BX has a Beta worth of 1.66.
Click on right here to obtain our most up-to-date Positive Evaluation report on BX (preview of web page 1 of three proven beneath):
#1: Nucor Corp. (NUE)
Nucor is the most important publicly traded US-based metal company based mostly on its market capitalization. The metal business is notoriously cyclical, which makes Nucor’s streak of 52 consecutive years of dividend will increase much more exceptional.
Nucor is a member of the Dividend Kings as a result of its dividend historical past.
On April 28, 2025, Nucor Company reported its monetary outcomes for the primary quarter of 2025. The corporate posted web earnings attributable to stockholders of $156 million, or $0.67 per diluted share, a major lower from $845 million, or $3.46 per share, in the identical quarter of the earlier yr.

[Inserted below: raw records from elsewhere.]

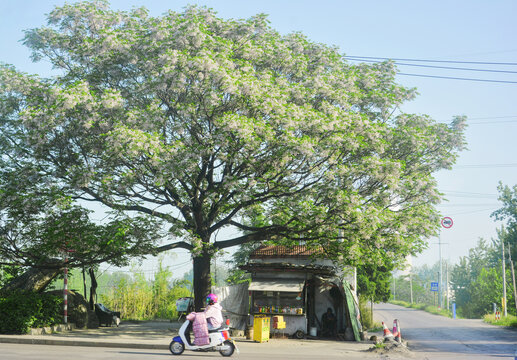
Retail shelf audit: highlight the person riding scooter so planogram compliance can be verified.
[169,294,239,356]
[205,294,224,330]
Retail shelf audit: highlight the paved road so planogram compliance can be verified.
[374,304,517,360]
[0,341,386,360]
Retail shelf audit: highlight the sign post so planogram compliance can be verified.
[438,216,454,311]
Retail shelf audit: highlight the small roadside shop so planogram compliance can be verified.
[242,245,361,340]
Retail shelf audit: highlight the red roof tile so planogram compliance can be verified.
[250,245,323,259]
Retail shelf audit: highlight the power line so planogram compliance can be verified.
[455,164,517,169]
[344,55,517,66]
[344,59,517,74]
[397,72,517,84]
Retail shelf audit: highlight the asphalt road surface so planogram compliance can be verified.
[0,339,386,360]
[374,304,517,360]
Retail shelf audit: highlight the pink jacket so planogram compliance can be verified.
[205,303,224,329]
[187,312,210,346]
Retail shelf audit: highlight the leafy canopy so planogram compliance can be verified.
[0,1,465,272]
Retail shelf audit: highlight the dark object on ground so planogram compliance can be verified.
[321,308,337,337]
[95,304,120,326]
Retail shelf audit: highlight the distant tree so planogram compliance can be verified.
[491,183,517,271]
[451,239,513,318]
[357,264,393,303]
[0,1,465,308]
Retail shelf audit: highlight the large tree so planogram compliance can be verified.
[0,1,465,308]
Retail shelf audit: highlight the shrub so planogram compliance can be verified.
[0,292,63,334]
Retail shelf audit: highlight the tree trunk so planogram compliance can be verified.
[194,252,212,311]
[1,268,63,293]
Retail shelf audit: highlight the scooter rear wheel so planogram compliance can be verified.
[219,340,235,356]
[169,341,185,355]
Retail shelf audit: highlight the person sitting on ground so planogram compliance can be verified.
[205,294,223,330]
[321,308,337,336]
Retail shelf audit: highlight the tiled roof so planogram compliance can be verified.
[250,245,323,259]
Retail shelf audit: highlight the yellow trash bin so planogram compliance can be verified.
[253,315,270,342]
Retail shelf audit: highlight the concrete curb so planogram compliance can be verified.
[0,336,169,350]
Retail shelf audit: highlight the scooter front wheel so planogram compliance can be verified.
[169,341,185,355]
[219,340,235,356]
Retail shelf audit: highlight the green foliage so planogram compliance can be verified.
[100,261,192,320]
[0,292,63,334]
[357,263,393,303]
[451,239,515,318]
[390,300,452,317]
[0,265,23,289]
[0,1,466,299]
[483,314,517,328]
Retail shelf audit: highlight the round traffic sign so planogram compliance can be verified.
[442,216,453,229]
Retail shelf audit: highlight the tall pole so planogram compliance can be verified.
[438,235,443,309]
[501,241,508,316]
[63,249,68,325]
[409,272,413,304]
[508,244,517,310]
[445,262,449,311]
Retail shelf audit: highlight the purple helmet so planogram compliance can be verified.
[206,294,217,305]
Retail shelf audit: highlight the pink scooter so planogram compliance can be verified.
[169,319,239,356]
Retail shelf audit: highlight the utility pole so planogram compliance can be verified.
[438,216,453,309]
[409,271,414,304]
[508,244,517,310]
[501,240,508,317]
[445,262,449,311]
[438,236,443,309]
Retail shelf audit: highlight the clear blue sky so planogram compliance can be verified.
[0,0,517,272]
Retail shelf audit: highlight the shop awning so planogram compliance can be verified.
[248,279,305,292]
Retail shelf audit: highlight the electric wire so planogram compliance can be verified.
[344,55,517,66]
[344,60,517,74]
[397,72,517,84]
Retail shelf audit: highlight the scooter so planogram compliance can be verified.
[169,319,239,356]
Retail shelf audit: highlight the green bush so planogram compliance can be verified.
[0,292,63,334]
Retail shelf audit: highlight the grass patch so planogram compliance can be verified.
[368,322,383,332]
[390,300,452,318]
[483,314,517,328]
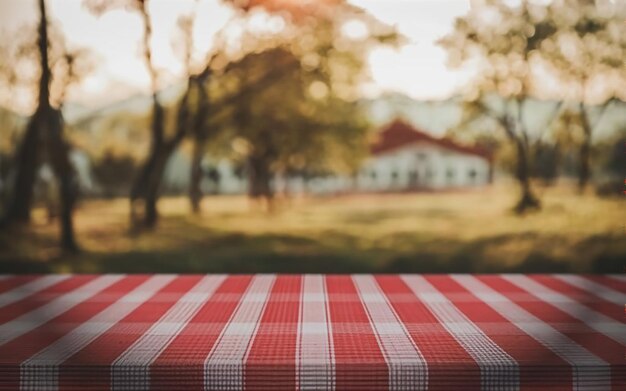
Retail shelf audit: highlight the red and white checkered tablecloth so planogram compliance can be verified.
[0,274,626,390]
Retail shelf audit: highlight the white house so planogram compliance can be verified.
[185,120,491,194]
[356,120,491,191]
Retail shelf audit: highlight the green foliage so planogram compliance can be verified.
[200,2,398,182]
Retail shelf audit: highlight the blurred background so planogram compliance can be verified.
[0,0,626,273]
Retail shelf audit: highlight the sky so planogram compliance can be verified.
[0,0,476,111]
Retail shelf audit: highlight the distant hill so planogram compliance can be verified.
[360,93,626,140]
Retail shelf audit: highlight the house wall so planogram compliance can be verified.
[357,143,490,191]
[158,143,490,194]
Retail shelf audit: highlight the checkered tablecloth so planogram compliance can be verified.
[0,274,626,390]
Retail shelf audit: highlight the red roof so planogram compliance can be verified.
[370,119,491,159]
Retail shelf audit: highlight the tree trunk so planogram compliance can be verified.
[515,139,541,214]
[248,155,274,210]
[47,110,78,252]
[189,137,206,214]
[1,116,41,227]
[578,103,591,193]
[130,142,173,229]
[0,0,51,226]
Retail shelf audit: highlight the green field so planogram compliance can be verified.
[0,185,626,273]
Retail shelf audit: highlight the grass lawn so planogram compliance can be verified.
[0,185,626,273]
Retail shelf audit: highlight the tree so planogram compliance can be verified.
[86,0,208,229]
[2,0,90,251]
[210,1,398,205]
[440,0,560,213]
[544,0,626,192]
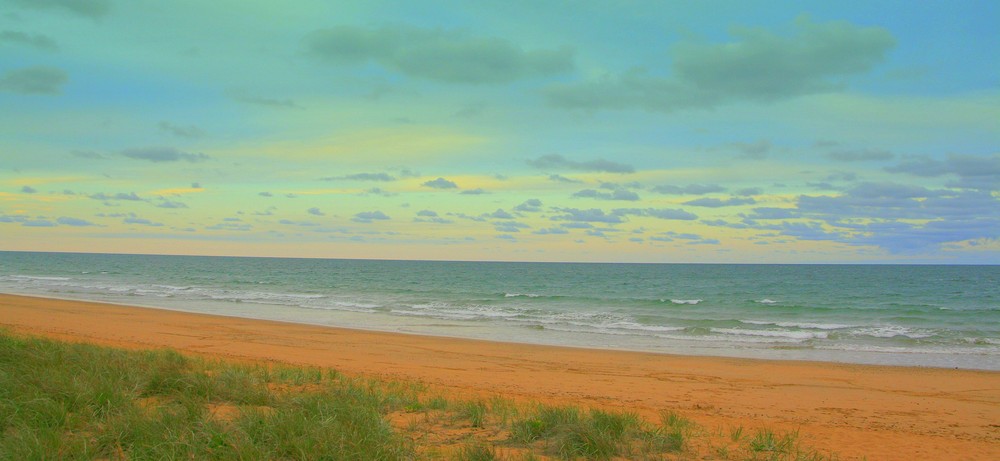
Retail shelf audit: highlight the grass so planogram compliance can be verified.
[0,332,825,461]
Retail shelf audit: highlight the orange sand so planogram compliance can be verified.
[0,295,1000,461]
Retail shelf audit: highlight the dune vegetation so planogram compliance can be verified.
[0,332,832,460]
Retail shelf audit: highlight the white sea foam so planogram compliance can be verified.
[709,328,829,341]
[740,320,857,330]
[853,325,934,339]
[503,293,542,298]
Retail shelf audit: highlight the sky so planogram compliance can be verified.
[0,0,1000,264]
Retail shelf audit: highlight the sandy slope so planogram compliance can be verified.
[0,295,1000,461]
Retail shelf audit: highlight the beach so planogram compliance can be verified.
[0,295,1000,460]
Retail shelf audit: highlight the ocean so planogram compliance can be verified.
[0,252,1000,370]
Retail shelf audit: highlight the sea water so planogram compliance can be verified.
[0,252,1000,370]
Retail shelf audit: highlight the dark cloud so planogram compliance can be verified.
[0,30,59,51]
[0,66,69,94]
[303,26,573,84]
[8,0,111,19]
[546,17,896,112]
[885,154,1000,190]
[321,173,396,182]
[684,197,757,208]
[351,211,391,223]
[527,154,635,173]
[156,120,205,138]
[826,149,895,162]
[650,184,726,195]
[421,178,458,189]
[121,147,211,163]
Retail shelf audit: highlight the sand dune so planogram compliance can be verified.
[0,295,1000,461]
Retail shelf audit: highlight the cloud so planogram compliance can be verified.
[21,219,56,227]
[493,221,531,232]
[321,173,396,182]
[573,189,639,201]
[744,183,1000,253]
[684,198,757,208]
[226,90,299,109]
[0,66,69,94]
[70,150,107,160]
[729,139,771,159]
[885,154,1000,190]
[88,192,146,202]
[550,208,623,224]
[156,120,205,139]
[9,0,111,19]
[303,26,573,84]
[122,215,163,227]
[532,227,569,235]
[826,149,894,162]
[56,216,96,227]
[650,184,726,195]
[121,147,211,163]
[0,30,59,51]
[489,208,514,219]
[421,178,458,189]
[351,211,391,223]
[156,200,187,208]
[546,17,896,112]
[413,210,454,224]
[641,208,698,221]
[549,174,583,183]
[514,198,542,213]
[527,154,635,172]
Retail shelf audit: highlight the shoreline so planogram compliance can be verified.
[0,294,1000,460]
[0,291,1000,372]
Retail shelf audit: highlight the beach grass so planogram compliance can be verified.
[0,331,830,460]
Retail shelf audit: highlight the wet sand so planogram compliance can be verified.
[0,295,1000,461]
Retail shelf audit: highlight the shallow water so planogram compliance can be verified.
[0,252,1000,370]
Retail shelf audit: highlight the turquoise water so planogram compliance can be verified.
[0,252,1000,370]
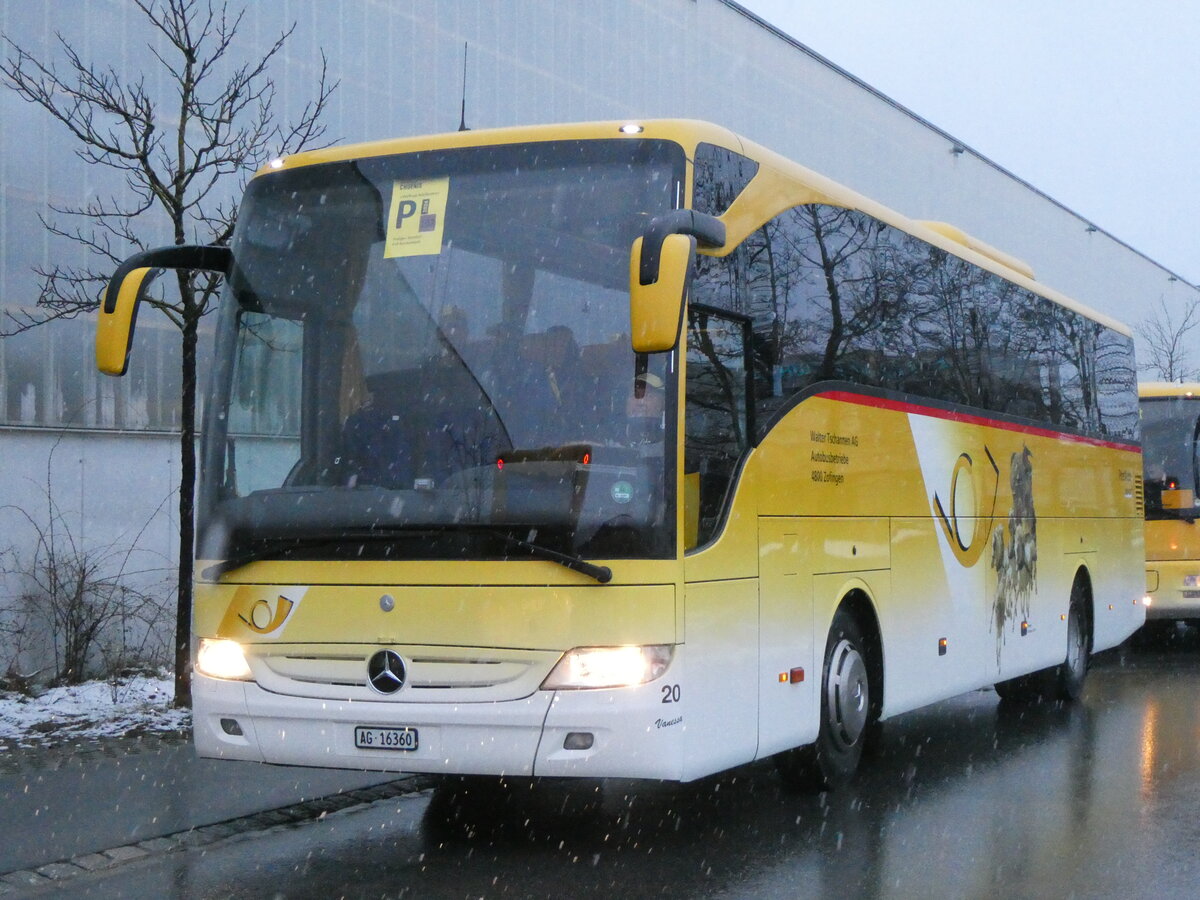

Adjusted web earnings, excluding one-time prices associated to facility closures and repurposing, have been $179 million, or $0.77 per share, surpassing analyst expectations of $0.64 per share.
Internet gross sales for the quarter have been $7.83 billion, down 4% year-over-year however up 11% sequentially, pushed by a ten% enhance in complete shipments to six.83 million tons, regardless of a 12% decline in common gross sales worth per ton in comparison with the primary quarter of 2024.
The metal mills phase contributed $231 million in pre-tax earnings, benefiting from greater volumes and improved pricing, whereas the metal merchandise phase generated $288 million, dealing with strain from decrease common promoting costs.
NUE has a Beta worth of 1.69.
Click on right here to obtain our most up-to-date Positive Evaluation report on NUE (preview of web page 1 of three proven beneath):
Closing Ideas
Buyers should take threat into consideration when deciding on potential investments. In spite of everything, if two securities are in any other case related when it comes to anticipated returns however one provides a a lot decrease Beta, the investor would do effectively to pick out the low Beta safety as it could provide higher risk-adjusted returns.
Utilizing Beta will help traders decide which securities will produce extra volatility than the broader market, akin to those listed right here.
The 5 shares we’ve checked out provide traders excessive Beta scores together with very robust potential returns.
For traders who need to take some further threat of their portfolio, these names and others like them in our listing of the 100 finest excessive Beta shares will help decide what to search for when deciding on a excessive Beta inventory to purchase.
At Positive Dividend, we regularly advocate for investing in firms with a excessive chance of accelerating their dividends every yr.
If that technique appeals to you, it could be helpful to flick thru the next databases of dividend progress shares:
Thanks for studying this text. Please ship any suggestions, corrections, or inquiries to [email protected].